Treatment is often times very difficult to initiate due to the patient not wanting to get better. For best results, a multidisciplinary approach with psychological, medical, and nutritional support is necessary. A goal weight should be set and should be monitored weekly if the patient is doing treatment as an outpatient. Weight gain should be gradual, 1-3 lbs per week to prevent gastric dilation. Diet should start at 800 to 1200 kcal in frequent small meals, then increase calories to 1500 to 3000 depending on height and age. You may need to add vitamin and mineral supplements. Electrolytes should be monitored, and mealtimes should be a social interaction and not confrontation. The patient’s access to the bathroom should be monitored to prevent purging or laxative use. 

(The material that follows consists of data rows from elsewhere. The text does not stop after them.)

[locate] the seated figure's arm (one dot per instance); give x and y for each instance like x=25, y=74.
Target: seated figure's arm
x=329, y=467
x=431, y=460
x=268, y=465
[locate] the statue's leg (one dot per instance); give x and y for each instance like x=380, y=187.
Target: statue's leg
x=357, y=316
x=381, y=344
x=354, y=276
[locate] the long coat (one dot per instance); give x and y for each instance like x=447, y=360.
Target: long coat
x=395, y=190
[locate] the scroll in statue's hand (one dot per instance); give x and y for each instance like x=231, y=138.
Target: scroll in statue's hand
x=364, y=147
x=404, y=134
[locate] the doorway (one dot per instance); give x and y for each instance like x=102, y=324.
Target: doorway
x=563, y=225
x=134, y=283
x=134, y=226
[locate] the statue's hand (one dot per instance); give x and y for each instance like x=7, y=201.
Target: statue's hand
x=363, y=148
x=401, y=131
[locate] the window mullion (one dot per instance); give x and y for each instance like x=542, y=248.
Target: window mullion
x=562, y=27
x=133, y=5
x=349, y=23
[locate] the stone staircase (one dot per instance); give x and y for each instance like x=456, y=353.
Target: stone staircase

Hospitalization should be initiated when the patient is no longer stable. This includes things like heart rate less than 45, cardiac rhythm disturbances, hypotension, hypokalemia, hypophosphatemia, hypoglycemia, dehydration, weight is less than 80% of health body weight, suicidal intent, poor motivation to recover, preoccupation with ego-syntonic thoughts, coexisting psychiatric disorders, requires supervision with meals, and failed outpatient (Ferri, 2018). A referral to a psychiatrist may be beneficial; their expertise would be greatly appreciated. The goals of treatment are to return the patient to healthy body weight, help the patient analyze motivations regarding their eating disorder, to prevent and treat complications of the illness, provide psychoeducation, enlist family support, and to prevent relapse (Anorexia Nervosa, 2018). 

References:

Dunphy, L. M., Winland-Brown, J. E., Porter, B. O., & Thomas, D J. (2015). Primary care: The art and science of advanced practice nursing (4th ed.). Philadelphia, PA: F. A. Davis Company. 

Ferri, F. F. (2018). Ferri’s clinical advisor 2018. Philadelphia, PA: Elsevier.